Time to Buy Emerging Debt, From Argentina to Russia, UBS Says

(Bloomberg) -- Is it time to jump back into emerging-markets bonds? UBS Group AG thinks so.

Strategists at the Swiss bank said they would use the recent sell-off to buy sovereign debt from Indonesia, Argentina, Russia and Nigeria, in a note Tuesday. They also prefer emerging-market corporate bonds relative to their developed-market equivalents, despite the pair’s growth cycles moving in different directions, according to the report.

“EM’s growth may be coming under question, but its stock variables, such as short term debt owed to foreigners, are in reasonable shape,” the strategists including Bhanu Baweja wrote. “Turkey and Argentina are exceptions in this regard, but here too, either the price has moved (Turkey) or the policy reality has changed (Argentina).”

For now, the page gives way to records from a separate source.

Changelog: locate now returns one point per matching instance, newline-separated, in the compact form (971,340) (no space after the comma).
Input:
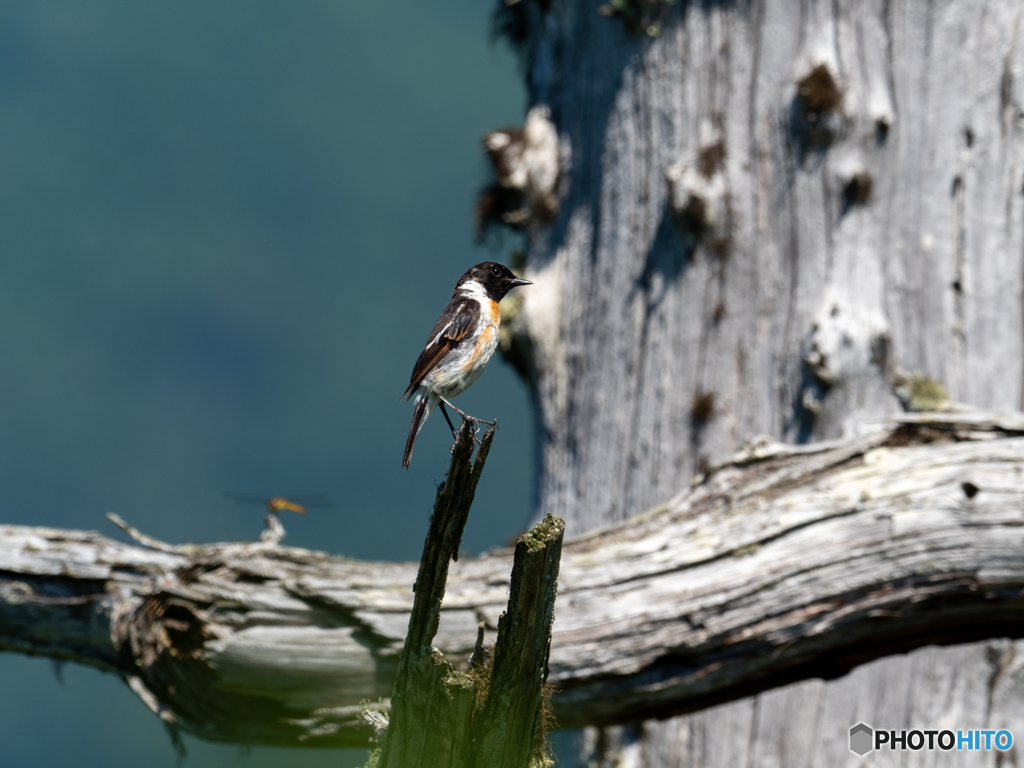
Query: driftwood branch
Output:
(782,564)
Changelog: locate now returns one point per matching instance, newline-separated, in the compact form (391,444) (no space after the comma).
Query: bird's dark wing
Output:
(459,317)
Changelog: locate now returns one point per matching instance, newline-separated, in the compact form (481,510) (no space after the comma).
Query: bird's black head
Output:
(496,279)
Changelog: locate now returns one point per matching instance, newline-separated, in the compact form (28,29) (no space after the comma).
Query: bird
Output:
(460,346)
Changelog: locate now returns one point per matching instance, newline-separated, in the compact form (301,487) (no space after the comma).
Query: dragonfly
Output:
(274,504)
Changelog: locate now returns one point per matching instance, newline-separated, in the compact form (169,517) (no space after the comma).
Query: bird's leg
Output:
(466,416)
(444,414)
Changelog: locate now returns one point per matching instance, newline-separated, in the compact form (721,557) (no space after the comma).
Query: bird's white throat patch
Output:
(471,289)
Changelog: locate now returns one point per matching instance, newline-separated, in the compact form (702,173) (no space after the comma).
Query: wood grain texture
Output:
(797,322)
(782,564)
(791,317)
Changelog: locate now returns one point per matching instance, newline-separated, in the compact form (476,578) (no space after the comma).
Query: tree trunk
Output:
(782,564)
(768,211)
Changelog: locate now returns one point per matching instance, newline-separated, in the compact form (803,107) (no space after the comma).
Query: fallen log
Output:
(784,563)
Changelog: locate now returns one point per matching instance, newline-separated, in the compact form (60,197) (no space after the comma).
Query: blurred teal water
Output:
(225,230)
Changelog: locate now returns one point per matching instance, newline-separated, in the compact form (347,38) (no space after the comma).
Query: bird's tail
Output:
(420,414)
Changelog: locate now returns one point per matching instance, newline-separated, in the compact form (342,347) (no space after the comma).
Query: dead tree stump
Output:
(495,715)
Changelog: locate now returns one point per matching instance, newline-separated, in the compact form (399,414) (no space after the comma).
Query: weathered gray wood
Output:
(796,322)
(844,238)
(780,564)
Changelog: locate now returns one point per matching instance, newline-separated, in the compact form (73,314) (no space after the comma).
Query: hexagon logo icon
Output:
(860,738)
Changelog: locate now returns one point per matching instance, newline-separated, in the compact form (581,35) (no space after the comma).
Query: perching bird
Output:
(459,347)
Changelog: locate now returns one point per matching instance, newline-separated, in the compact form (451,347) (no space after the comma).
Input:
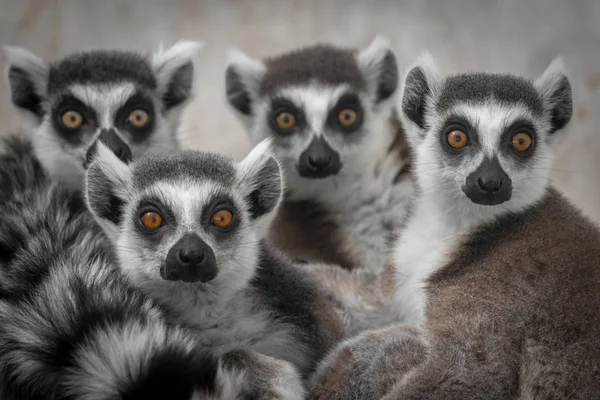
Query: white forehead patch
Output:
(105,99)
(315,101)
(490,121)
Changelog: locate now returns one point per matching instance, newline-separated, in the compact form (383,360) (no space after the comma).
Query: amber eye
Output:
(285,120)
(151,220)
(347,117)
(457,139)
(72,119)
(222,218)
(138,118)
(521,142)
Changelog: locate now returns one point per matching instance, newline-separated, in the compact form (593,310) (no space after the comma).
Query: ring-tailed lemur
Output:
(72,326)
(130,102)
(499,270)
(329,112)
(187,229)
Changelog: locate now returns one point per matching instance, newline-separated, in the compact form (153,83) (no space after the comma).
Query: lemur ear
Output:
(261,179)
(106,183)
(27,77)
(555,89)
(417,91)
(242,80)
(379,67)
(174,70)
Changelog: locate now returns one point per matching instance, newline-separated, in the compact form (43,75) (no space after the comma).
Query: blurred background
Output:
(520,36)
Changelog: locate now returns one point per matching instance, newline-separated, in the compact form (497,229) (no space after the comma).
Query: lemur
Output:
(497,275)
(329,111)
(73,327)
(131,102)
(187,228)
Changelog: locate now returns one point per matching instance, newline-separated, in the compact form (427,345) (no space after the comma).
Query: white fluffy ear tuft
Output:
(27,77)
(555,88)
(242,81)
(106,186)
(261,178)
(174,70)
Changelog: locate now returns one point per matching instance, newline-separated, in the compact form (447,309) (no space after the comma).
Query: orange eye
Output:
(285,120)
(457,139)
(72,119)
(138,118)
(347,117)
(151,220)
(222,218)
(521,142)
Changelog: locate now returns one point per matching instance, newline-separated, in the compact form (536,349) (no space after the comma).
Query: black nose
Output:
(490,184)
(319,160)
(121,149)
(190,260)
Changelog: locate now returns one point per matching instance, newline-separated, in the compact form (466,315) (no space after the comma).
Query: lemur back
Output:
(188,226)
(497,275)
(341,146)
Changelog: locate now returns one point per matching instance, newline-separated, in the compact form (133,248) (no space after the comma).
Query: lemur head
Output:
(186,218)
(130,102)
(325,107)
(485,139)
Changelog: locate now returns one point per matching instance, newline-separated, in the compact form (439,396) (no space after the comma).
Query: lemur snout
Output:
(319,160)
(190,260)
(488,185)
(116,144)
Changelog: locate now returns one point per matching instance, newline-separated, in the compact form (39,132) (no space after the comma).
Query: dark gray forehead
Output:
(321,63)
(101,66)
(479,87)
(186,164)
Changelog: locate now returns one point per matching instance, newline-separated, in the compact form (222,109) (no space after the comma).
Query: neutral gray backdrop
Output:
(520,36)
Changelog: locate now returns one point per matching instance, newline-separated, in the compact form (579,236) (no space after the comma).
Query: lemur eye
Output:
(222,218)
(457,139)
(285,120)
(138,118)
(347,117)
(72,119)
(521,142)
(151,220)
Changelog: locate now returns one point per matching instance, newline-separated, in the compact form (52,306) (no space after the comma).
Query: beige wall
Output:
(508,36)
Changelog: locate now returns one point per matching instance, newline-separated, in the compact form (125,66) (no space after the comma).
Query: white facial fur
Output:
(442,214)
(141,257)
(64,160)
(360,152)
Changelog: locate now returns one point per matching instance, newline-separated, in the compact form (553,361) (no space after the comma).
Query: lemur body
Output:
(329,113)
(503,289)
(130,102)
(205,260)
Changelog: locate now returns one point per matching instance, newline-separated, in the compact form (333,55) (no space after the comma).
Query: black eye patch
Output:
(283,112)
(347,114)
(67,102)
(153,205)
(138,101)
(211,214)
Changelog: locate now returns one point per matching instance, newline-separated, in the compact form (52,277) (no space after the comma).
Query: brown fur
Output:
(514,314)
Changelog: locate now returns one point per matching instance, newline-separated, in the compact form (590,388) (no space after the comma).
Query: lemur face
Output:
(485,137)
(129,102)
(186,218)
(323,106)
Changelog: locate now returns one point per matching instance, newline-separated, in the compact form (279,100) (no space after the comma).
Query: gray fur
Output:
(259,301)
(505,297)
(104,86)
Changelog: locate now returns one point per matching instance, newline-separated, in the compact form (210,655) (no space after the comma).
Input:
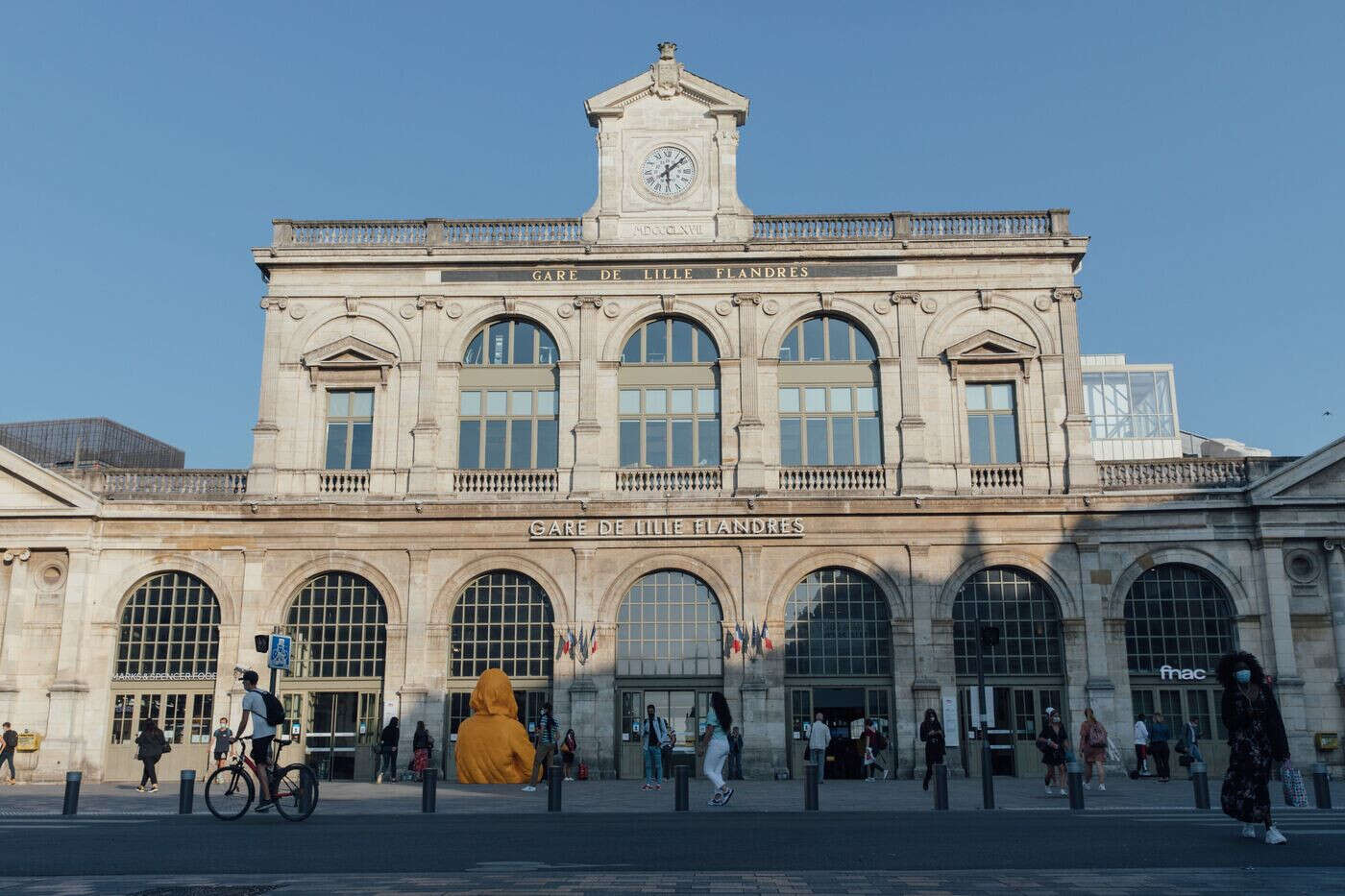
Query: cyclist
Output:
(262,734)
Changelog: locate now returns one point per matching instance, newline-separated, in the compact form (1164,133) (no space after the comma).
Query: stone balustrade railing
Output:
(833,479)
(163,485)
(670,479)
(506,482)
(1176,472)
(995,478)
(551,231)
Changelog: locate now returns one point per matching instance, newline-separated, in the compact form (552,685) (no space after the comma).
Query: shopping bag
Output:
(1295,794)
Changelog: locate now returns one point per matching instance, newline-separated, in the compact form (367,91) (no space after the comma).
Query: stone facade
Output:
(392,308)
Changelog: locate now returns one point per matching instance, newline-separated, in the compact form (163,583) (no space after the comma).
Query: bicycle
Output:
(231,790)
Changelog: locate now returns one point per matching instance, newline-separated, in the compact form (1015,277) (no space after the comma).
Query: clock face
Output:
(668,171)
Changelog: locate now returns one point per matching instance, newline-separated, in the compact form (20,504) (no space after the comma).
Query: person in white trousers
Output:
(715,747)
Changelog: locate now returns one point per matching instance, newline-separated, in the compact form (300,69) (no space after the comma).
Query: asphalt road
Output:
(625,842)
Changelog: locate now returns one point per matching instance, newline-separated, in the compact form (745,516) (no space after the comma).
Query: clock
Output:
(668,171)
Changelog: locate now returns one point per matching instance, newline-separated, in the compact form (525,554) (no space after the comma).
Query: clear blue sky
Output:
(145,147)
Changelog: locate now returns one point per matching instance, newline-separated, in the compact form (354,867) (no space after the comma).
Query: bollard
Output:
(1321,786)
(941,787)
(810,787)
(1200,785)
(429,788)
(71,805)
(1075,774)
(553,788)
(185,790)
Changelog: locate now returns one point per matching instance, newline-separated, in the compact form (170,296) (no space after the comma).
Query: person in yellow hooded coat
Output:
(493,747)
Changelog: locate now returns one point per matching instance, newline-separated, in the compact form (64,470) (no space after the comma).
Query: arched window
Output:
(1177,615)
(670,396)
(670,624)
(837,623)
(170,627)
(503,620)
(1028,618)
(508,415)
(339,626)
(829,396)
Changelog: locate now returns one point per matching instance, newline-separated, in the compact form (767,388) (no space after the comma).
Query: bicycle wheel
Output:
(295,791)
(229,792)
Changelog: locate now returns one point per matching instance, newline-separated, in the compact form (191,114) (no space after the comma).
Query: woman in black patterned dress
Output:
(1257,741)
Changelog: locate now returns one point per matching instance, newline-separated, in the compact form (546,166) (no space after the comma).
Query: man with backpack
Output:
(265,712)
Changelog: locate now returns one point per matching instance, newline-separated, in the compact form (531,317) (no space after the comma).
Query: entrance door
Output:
(685,712)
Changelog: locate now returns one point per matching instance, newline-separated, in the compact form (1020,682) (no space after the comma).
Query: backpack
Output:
(275,709)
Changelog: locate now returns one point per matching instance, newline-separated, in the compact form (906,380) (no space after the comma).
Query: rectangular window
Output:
(350,429)
(791,446)
(991,424)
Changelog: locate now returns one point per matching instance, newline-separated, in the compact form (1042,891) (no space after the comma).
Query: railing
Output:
(163,485)
(554,231)
(833,479)
(1176,472)
(998,478)
(343,482)
(504,482)
(670,479)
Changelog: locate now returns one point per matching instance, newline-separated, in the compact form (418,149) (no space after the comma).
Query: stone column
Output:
(261,478)
(426,432)
(1080,467)
(750,479)
(914,458)
(588,430)
(1335,586)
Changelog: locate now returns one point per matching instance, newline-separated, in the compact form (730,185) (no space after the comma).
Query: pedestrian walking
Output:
(421,747)
(1140,745)
(222,738)
(545,745)
(387,741)
(818,740)
(1092,744)
(9,744)
(1257,741)
(151,747)
(935,741)
(1159,736)
(735,754)
(1053,741)
(569,744)
(715,747)
(874,744)
(655,738)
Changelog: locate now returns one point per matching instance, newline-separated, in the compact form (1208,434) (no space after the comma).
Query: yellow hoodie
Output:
(493,748)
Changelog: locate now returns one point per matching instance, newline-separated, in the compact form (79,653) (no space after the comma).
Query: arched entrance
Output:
(335,688)
(1179,623)
(1024,671)
(669,653)
(838,662)
(164,670)
(501,620)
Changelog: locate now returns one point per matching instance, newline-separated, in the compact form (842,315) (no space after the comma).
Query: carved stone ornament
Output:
(668,73)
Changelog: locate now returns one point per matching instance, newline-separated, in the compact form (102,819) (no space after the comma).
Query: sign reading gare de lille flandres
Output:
(641,274)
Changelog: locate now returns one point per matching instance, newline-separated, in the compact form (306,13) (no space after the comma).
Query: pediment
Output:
(349,354)
(27,487)
(666,78)
(1311,476)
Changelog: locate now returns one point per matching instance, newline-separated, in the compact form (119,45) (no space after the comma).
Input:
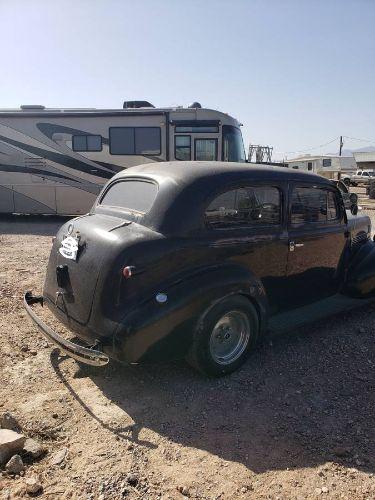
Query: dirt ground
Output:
(296,422)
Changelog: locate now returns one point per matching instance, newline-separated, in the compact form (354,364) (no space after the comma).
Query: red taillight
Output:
(128,271)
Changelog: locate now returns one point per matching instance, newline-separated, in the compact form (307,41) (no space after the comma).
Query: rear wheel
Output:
(371,191)
(224,336)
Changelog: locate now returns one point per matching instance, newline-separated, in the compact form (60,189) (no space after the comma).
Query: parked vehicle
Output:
(56,161)
(360,178)
(198,259)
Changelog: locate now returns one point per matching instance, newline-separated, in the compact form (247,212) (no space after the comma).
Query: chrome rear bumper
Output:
(78,352)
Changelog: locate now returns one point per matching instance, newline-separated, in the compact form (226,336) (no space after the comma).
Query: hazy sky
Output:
(296,73)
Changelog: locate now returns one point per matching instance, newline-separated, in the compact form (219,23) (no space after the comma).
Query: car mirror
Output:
(354,209)
(353,197)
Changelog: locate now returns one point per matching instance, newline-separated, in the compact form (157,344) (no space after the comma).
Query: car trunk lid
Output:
(71,279)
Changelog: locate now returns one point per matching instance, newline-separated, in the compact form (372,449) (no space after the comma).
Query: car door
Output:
(246,226)
(317,238)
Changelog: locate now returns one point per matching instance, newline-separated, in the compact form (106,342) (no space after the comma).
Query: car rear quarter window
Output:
(313,205)
(131,195)
(246,206)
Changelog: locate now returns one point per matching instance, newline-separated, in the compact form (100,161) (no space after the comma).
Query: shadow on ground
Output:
(300,400)
(42,225)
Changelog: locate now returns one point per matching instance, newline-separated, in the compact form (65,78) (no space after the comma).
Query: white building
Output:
(365,160)
(330,166)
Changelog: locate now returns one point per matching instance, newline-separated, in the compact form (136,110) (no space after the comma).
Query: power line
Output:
(309,149)
(362,140)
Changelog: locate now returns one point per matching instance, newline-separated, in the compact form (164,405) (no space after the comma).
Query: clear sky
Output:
(296,73)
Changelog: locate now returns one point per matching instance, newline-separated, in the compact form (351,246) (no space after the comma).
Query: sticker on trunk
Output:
(69,247)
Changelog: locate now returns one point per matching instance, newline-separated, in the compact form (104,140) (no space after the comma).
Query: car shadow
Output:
(301,400)
(40,225)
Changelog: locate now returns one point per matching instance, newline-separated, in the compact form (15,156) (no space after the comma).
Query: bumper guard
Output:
(78,352)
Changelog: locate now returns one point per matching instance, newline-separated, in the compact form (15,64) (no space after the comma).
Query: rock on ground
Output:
(33,485)
(8,421)
(33,448)
(10,443)
(15,465)
(59,457)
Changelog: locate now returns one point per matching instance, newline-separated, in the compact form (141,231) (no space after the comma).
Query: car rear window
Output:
(132,195)
(247,206)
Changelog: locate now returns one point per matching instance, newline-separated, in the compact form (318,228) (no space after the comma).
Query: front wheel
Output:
(224,336)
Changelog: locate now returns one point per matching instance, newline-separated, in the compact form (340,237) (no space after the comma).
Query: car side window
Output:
(314,205)
(247,206)
(333,209)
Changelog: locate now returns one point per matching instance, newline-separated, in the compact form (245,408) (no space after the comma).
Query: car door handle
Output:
(293,245)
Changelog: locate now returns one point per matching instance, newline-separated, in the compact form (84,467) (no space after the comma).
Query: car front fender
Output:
(360,278)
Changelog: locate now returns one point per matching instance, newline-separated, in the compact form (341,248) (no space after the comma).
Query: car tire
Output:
(224,336)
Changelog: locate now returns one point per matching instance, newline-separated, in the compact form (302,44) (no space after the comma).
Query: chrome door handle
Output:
(293,245)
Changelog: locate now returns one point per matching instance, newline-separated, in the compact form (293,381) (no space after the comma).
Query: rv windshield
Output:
(233,149)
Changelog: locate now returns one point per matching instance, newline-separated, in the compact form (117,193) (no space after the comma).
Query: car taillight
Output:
(128,271)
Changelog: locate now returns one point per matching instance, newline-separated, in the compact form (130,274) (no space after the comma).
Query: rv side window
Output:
(205,149)
(87,142)
(134,141)
(182,147)
(233,149)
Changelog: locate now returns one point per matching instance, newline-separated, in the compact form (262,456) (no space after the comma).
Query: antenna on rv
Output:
(137,104)
(26,107)
(259,153)
(195,105)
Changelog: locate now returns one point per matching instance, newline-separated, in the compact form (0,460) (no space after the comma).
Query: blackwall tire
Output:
(224,336)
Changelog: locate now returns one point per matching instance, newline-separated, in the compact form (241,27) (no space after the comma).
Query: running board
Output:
(291,320)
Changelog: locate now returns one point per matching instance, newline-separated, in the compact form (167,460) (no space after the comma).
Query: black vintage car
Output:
(197,260)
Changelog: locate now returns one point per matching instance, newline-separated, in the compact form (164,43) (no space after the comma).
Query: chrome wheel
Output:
(230,337)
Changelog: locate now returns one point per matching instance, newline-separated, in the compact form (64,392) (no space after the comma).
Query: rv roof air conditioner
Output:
(137,104)
(31,107)
(195,104)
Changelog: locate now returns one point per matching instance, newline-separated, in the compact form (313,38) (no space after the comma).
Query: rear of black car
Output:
(96,270)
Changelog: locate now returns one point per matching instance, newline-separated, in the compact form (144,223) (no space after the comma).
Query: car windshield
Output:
(131,195)
(233,149)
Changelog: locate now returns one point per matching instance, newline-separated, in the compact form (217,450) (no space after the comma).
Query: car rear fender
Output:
(163,326)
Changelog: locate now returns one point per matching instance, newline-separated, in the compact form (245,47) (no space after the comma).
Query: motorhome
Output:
(55,161)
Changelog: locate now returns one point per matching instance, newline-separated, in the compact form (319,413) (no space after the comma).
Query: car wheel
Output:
(224,336)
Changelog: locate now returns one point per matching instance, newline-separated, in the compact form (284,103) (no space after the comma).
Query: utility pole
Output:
(341,145)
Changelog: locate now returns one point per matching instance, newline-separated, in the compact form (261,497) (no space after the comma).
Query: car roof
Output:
(185,188)
(190,171)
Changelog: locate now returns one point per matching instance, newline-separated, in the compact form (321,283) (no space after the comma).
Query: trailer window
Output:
(205,149)
(233,149)
(134,141)
(87,142)
(132,195)
(182,147)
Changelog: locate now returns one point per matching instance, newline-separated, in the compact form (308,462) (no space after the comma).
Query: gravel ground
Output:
(296,422)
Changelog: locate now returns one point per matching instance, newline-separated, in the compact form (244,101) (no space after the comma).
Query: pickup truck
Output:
(361,177)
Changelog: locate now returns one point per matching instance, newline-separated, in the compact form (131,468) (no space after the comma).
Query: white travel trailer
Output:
(55,161)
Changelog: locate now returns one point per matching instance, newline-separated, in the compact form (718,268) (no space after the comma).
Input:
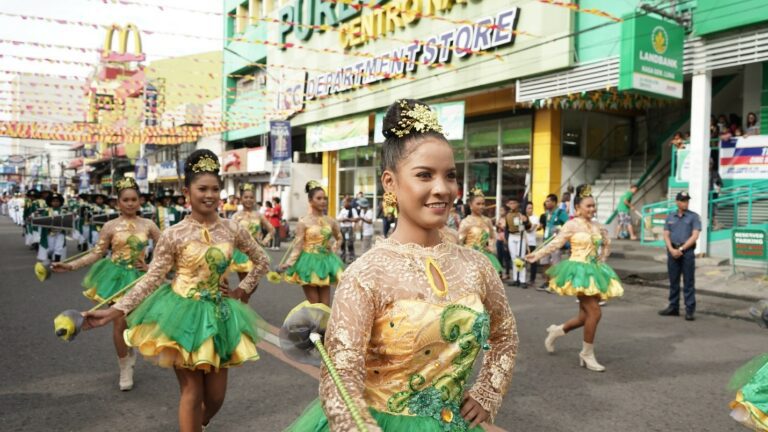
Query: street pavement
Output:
(664,374)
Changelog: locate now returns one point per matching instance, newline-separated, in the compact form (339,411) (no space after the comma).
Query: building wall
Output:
(240,51)
(605,41)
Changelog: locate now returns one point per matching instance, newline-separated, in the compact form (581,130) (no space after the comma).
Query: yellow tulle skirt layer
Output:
(162,351)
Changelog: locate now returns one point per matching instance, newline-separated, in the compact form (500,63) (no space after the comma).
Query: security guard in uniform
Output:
(681,231)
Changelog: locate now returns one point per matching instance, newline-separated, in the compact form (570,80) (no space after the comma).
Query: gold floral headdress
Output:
(419,118)
(206,164)
(586,191)
(126,183)
(314,184)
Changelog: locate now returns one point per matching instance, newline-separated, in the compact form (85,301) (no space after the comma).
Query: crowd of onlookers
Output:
(721,128)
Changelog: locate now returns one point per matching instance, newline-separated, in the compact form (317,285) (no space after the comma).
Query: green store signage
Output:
(651,56)
(749,244)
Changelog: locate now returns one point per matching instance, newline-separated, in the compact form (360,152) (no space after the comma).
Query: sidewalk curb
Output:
(702,291)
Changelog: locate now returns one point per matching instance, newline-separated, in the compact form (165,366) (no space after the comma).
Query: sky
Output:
(146,14)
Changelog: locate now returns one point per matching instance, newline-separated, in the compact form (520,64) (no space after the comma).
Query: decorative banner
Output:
(651,58)
(337,135)
(16,160)
(85,183)
(257,160)
(744,158)
(234,161)
(749,244)
(280,141)
(450,116)
(142,174)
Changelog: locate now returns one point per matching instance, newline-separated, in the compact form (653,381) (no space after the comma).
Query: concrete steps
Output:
(631,260)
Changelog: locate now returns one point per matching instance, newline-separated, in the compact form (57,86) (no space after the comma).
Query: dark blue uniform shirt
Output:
(681,227)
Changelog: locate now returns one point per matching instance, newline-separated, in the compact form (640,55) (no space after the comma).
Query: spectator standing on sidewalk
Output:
(624,215)
(681,231)
(275,218)
(347,218)
(552,220)
(531,238)
(366,219)
(502,250)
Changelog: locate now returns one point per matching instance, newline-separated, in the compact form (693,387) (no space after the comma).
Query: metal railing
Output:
(655,214)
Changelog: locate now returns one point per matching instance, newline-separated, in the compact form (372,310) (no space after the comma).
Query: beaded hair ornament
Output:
(126,183)
(314,184)
(416,119)
(206,164)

After emerging-market currencies and government bonds sold off in recent weeks in a rout spurred by rising U.S. Treasury yields and a stronger dollar, some investors have been looking for bargains. Brandywine Global Investment Management said developing markets offer attractive real yields alongside good fundamentals and BlackRock Inc. said the rout was an opportunity to buy U.S. dollar corporate bonds by issuers in the Asia-Pacific region.

Time to Buy Emerging Debt, From Argentina to Russia, UBS Says

The month-long slide in emerging-market government debt has widened the yield spread they offer over their developed-market counterparts, data compiled by Bloomberg show.

Here are a selection of other investment views from the UBS strategists:

  • In the corporate space, likes China investment grade, particularly BBB state-owned enterprises; Indonesia commodity plays and the better-quality China property companies.
  • Prefers investment grade over high yield in emerging markets, similar to the U.S.
  • Sees better credit fundamentals in Europe than the U.S. Likes E.U. credit spreads over U.S. spreads, though they could widen in high-yield markets in both.
  • Doesn’t believe Italy’s political predicament will cause systemic risk that will implicate other euro-zone markets. Still, given the uncertainties, UBS is shifting its preference for euro high-yield versus investment grade to neutral and would underweight Italian investment-grade corporates and high-yield financials.
  • U.S. high-yield valuations look rich for the stage of the cycle and growth momentum. Prefers B over BB- rated bonds to reduce duration volatility and favors leveraged loans over bonds.